In the first leg of the Champion of Champions final in 1972, pitch invasions marred the fixture. Police dogs were needed to chase spectators from the field as missiles were also thrown and injuries reported.

In May that year, English guest referee Norman Burtenshaw had to flee for his life as fans rioted at the end of a 2-1 win for Chiefs in a league fixture; a game in which he was also struck by a beer can thrown from the stands. One fan, Selby Masemola, was stabbed to death after the fixture and another 27 injured.

The 1974 BP Top Eight Cup semi final between the clubs was abandoned after a crowd invasion as fans protested Chiefs' disallowed goal in 78th minute.

A riot, both inside and outside the venue, followed the easy 7-1 aggregate win for Chiefs in the 1975 Champion of Champions final.

A year later, in the same tournament, the situation was reversed as Chiefs fans brought a premature end to the match when Pirates were leading.

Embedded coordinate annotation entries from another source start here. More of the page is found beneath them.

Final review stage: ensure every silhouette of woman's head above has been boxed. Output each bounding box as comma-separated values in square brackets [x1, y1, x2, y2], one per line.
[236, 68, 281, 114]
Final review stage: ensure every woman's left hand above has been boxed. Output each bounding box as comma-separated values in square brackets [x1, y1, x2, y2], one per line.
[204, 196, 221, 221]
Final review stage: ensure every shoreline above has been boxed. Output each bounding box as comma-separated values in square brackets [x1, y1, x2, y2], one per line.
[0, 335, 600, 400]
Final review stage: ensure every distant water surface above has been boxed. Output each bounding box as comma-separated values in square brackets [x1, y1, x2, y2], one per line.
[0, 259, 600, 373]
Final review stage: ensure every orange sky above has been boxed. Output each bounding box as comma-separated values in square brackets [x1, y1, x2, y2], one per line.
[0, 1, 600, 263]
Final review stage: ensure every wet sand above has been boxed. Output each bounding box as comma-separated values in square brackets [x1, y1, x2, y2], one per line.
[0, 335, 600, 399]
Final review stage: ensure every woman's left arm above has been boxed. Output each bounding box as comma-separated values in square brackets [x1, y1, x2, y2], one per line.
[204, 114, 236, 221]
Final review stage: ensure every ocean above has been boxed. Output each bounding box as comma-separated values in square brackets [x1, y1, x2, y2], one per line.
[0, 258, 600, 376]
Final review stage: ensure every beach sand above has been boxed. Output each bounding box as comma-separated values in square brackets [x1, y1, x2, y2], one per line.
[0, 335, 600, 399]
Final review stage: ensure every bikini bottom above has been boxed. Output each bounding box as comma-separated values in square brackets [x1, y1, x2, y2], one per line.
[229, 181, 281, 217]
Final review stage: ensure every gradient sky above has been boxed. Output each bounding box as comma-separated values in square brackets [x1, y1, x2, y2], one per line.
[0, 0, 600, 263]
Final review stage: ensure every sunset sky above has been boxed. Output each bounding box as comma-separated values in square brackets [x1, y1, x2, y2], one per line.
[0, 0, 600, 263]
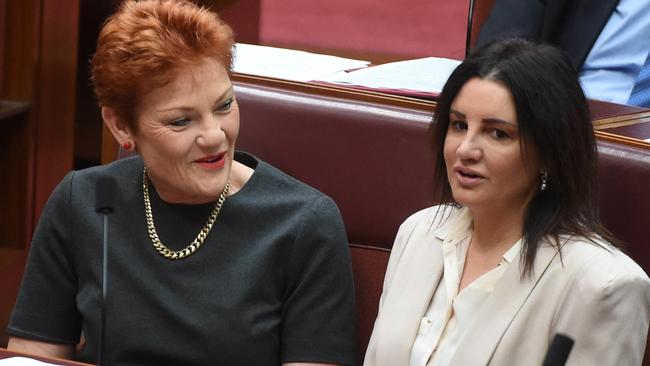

In 1979, top English referee Alan Robinson made his debut as a guest official in South African soccer and raised the ire of the Pirates supporters. He subsequently required a massive police escort both at half-time and at the end of the match to leave the field safely.

The interval lasted 40 minutes as irate Pirates fans tried to get at the referee and his linesmen, Lenny Fine and Joe Saitowitz.

Further incidents occurred in 1980, 1982 and 1985 that included a stabbing and an attack on an assistant referee.

With Chiefs and Pirates such massive brands in the context of South African sport, even as far back as the early 1970s, there has been a seeming unwillingness from authorities to bring them to book down the years.

On Saturday, another 90 000 fans will come together in Soweto for the latest instalment, and one can only hope that the headlines afterwards will focus on the action on the pitch, rather than the conflict off it.